Edge Intelligence with Spiking Neural Networks

TL;DR

This paper surveys the emerging field of Edge Intelligence using Spiking Neural Networks, highlighting their potential for low-power, secure, and efficient on-device AI in resource-constrained edge environments.

Contribution

It provides the first comprehensive overview of EdgeSNNs, including taxonomy, practical considerations, benchmarking strategies, and future research directions.

Findings

EdgeSNNs enable low-power, event-driven computation on edge devices.

A dual-track benchmarking strategy supports hardware-aware evaluation.

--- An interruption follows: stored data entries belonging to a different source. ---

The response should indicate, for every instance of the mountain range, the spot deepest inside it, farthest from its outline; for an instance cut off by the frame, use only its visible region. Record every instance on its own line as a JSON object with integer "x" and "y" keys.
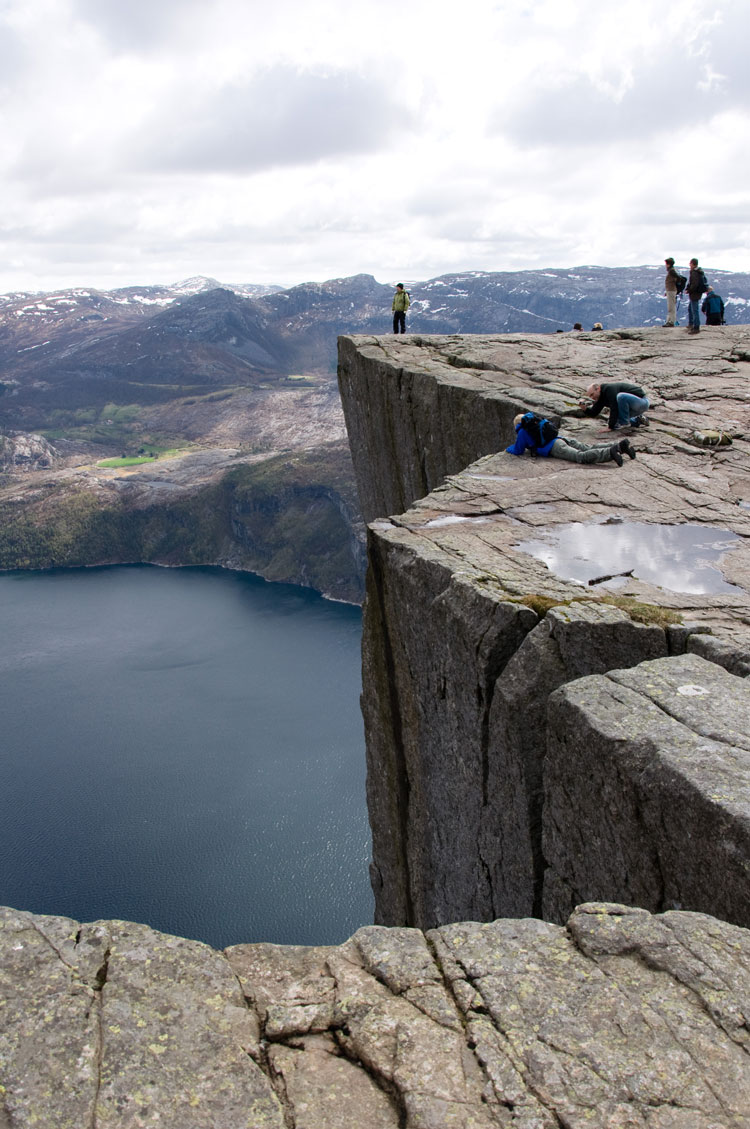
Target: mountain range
{"x": 200, "y": 422}
{"x": 150, "y": 344}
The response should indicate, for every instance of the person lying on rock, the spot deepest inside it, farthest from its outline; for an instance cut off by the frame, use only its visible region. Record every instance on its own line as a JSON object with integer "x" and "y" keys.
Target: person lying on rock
{"x": 565, "y": 446}
{"x": 626, "y": 402}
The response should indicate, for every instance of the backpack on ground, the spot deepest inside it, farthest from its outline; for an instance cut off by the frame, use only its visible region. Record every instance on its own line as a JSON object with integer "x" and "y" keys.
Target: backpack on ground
{"x": 539, "y": 429}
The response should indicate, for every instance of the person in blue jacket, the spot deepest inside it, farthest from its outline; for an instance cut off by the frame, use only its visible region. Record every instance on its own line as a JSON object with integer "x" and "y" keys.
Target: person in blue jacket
{"x": 713, "y": 307}
{"x": 568, "y": 448}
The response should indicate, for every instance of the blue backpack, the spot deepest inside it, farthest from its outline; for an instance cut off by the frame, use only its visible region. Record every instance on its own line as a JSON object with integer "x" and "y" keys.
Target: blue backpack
{"x": 539, "y": 429}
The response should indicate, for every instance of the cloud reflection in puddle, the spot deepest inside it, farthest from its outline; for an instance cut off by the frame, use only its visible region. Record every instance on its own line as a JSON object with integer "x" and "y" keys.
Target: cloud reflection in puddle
{"x": 676, "y": 557}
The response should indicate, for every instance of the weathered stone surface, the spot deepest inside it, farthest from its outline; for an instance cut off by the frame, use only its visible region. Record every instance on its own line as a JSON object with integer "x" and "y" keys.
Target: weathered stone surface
{"x": 461, "y": 650}
{"x": 647, "y": 788}
{"x": 119, "y": 1026}
{"x": 568, "y": 642}
{"x": 620, "y": 1021}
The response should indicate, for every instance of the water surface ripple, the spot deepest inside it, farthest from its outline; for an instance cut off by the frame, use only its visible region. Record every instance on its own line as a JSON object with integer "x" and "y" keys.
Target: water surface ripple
{"x": 183, "y": 747}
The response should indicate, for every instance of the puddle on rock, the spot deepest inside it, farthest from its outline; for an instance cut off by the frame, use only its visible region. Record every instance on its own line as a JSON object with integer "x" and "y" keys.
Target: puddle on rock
{"x": 676, "y": 557}
{"x": 491, "y": 478}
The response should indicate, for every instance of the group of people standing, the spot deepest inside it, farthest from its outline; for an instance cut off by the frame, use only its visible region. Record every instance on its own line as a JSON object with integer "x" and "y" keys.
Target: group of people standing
{"x": 695, "y": 286}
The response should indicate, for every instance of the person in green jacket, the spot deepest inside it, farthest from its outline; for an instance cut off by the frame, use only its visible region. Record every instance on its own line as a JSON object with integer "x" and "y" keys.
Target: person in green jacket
{"x": 401, "y": 303}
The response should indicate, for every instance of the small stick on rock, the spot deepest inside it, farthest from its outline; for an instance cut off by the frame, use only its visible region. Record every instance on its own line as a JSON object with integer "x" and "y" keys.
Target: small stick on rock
{"x": 612, "y": 576}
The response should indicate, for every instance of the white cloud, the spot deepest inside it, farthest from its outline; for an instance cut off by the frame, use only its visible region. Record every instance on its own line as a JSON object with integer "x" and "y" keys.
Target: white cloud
{"x": 301, "y": 140}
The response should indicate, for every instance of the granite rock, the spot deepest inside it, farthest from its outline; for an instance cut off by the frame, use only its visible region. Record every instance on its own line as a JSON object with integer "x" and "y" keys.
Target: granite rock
{"x": 620, "y": 1020}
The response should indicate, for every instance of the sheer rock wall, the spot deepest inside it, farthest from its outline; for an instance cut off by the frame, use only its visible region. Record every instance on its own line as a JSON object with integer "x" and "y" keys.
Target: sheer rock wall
{"x": 620, "y": 1021}
{"x": 471, "y": 642}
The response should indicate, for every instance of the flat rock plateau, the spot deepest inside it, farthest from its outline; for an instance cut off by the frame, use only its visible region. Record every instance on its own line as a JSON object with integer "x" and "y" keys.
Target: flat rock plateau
{"x": 619, "y": 1020}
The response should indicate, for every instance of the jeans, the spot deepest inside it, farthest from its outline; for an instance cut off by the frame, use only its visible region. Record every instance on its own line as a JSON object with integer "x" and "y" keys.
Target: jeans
{"x": 572, "y": 451}
{"x": 694, "y": 313}
{"x": 629, "y": 407}
{"x": 671, "y": 307}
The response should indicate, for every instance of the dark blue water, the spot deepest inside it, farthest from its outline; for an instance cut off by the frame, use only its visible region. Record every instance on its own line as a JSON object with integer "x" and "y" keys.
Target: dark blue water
{"x": 182, "y": 747}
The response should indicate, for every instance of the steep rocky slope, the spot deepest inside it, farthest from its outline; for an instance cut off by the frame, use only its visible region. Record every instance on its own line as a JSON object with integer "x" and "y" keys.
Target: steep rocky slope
{"x": 478, "y": 611}
{"x": 620, "y": 1021}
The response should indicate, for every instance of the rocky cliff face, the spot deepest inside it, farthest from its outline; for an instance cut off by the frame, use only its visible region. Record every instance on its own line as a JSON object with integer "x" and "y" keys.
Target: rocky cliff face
{"x": 479, "y": 630}
{"x": 620, "y": 1020}
{"x": 532, "y": 740}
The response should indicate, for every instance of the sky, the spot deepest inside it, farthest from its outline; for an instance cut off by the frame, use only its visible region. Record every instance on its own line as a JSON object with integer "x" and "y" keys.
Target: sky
{"x": 147, "y": 141}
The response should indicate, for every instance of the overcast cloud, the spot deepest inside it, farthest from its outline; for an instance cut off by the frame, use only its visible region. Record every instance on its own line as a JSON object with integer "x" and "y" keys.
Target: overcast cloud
{"x": 148, "y": 141}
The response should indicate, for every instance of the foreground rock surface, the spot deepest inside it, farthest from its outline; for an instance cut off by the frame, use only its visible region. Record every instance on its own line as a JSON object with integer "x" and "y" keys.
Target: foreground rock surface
{"x": 620, "y": 1020}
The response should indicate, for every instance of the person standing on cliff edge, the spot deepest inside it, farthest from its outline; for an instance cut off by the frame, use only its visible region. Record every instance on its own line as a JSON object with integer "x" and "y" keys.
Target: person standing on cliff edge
{"x": 696, "y": 288}
{"x": 400, "y": 305}
{"x": 670, "y": 289}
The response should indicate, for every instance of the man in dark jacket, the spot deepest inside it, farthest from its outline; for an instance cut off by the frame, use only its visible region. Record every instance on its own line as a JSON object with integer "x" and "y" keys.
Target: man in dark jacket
{"x": 670, "y": 290}
{"x": 696, "y": 288}
{"x": 626, "y": 403}
{"x": 713, "y": 307}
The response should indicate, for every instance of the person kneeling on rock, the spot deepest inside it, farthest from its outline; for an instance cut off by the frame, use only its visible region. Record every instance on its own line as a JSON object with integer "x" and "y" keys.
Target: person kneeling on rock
{"x": 529, "y": 438}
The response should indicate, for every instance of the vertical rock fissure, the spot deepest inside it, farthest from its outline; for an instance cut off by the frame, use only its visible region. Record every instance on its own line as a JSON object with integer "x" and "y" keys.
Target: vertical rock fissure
{"x": 99, "y": 982}
{"x": 401, "y": 770}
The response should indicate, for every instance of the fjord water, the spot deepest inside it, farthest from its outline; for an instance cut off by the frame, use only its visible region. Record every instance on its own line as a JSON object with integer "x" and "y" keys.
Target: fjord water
{"x": 182, "y": 747}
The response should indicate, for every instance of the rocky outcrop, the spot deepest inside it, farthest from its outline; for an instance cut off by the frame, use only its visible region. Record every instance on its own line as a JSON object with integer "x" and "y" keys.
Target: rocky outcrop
{"x": 620, "y": 1020}
{"x": 474, "y": 628}
{"x": 22, "y": 452}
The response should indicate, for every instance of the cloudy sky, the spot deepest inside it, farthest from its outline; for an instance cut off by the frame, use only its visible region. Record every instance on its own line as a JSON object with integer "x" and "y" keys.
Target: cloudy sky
{"x": 253, "y": 141}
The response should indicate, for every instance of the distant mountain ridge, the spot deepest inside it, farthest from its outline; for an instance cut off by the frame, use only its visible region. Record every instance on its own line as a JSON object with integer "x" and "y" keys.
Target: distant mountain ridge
{"x": 244, "y": 330}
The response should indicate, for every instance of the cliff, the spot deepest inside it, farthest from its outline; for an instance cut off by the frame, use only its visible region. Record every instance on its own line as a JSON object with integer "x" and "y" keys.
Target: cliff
{"x": 620, "y": 1020}
{"x": 534, "y": 741}
{"x": 537, "y": 741}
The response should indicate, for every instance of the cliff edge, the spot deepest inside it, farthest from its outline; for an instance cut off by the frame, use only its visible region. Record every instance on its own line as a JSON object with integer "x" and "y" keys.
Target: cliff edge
{"x": 620, "y": 1020}
{"x": 555, "y": 656}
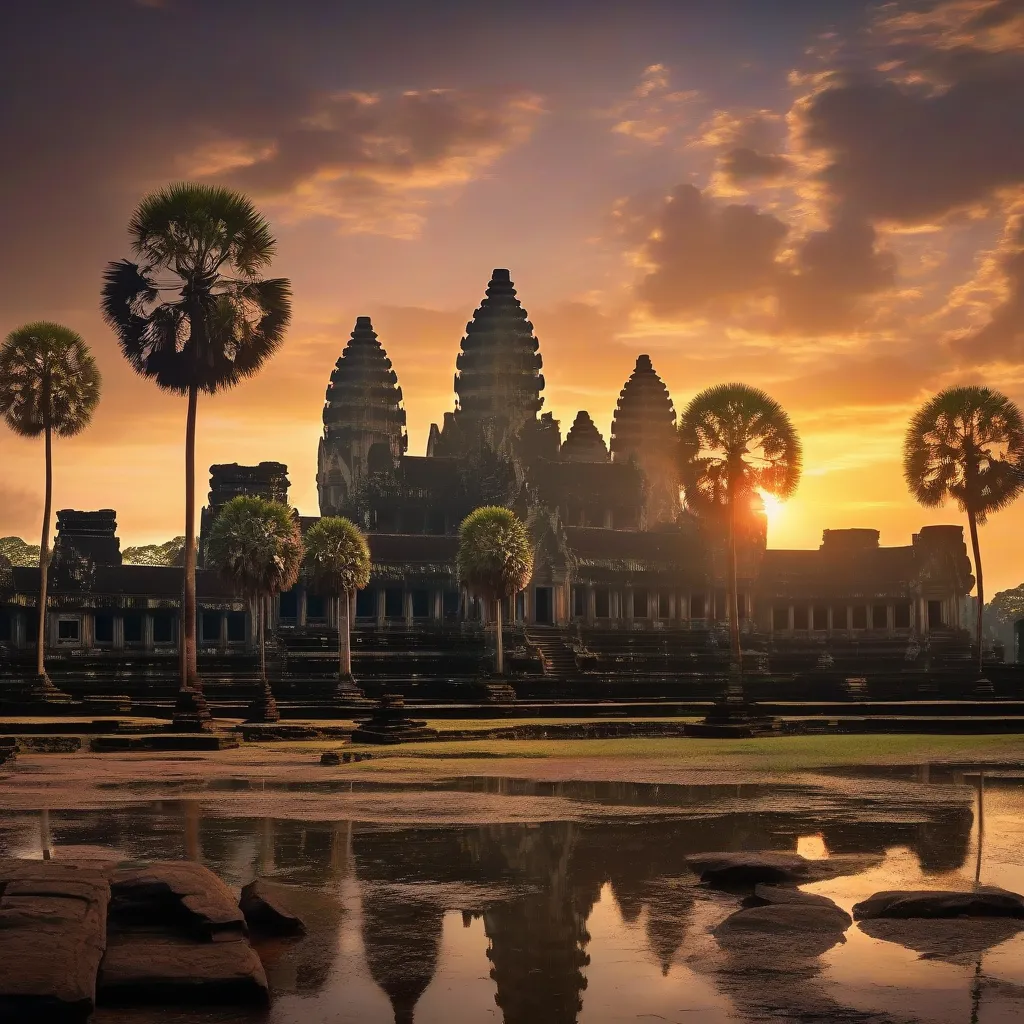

EdgeSNNs address privacy and security challenges in edge AI.

Abstract

The convergence of artificial intelligence and edge computing has spurred growing interest in enabling intelligent services directly on resource-constrained devices. While traditional deep learning models require significant computational resources and centralized data management, the resulting latency, bandwidth consumption, and privacy concerns have exposed critical limitations in cloud-centric paradigms. Brain-inspired computing, particularly Spiking Neural Networks (SNNs), offers a promising alternative by emulating biological neuronal dynamics to achieve low-power, event-driven computation. This survey provides a comprehensive overview of Edge Intelligence based on SNNs (EdgeSNNs), examining their potential to address the challenges of on-device learning, inference, and security in edge scenarios. We present a systematic taxonomy of EdgeSNN foundations, encompassing neuron models, learning algorithms, and supporting hardware platforms. Three representative practical considerations of EdgeSNN are discussed in depth: on-device inference using lightweight SNN models, resource-aware training and updating under non-stationary data conditions, and secure and privacy-preserving issues. Furthermore, we highlight the limitations of evaluating EdgeSNNs on conventional hardware and introduce a dual-track benchmarking strategy to support fair comparisons and hardware-aware optimization. Through this study, we aim to bridge the gap between brain-inspired learning and practical edge deployment, offering insights into current advancements, open challenges, and future research directions. To the best of our knowledge, this is the first dedicated and comprehensive survey on EdgeSNNs, providing an essential reference for researchers and practitioners working at the intersection of neuromorphic computing and edge intelligence.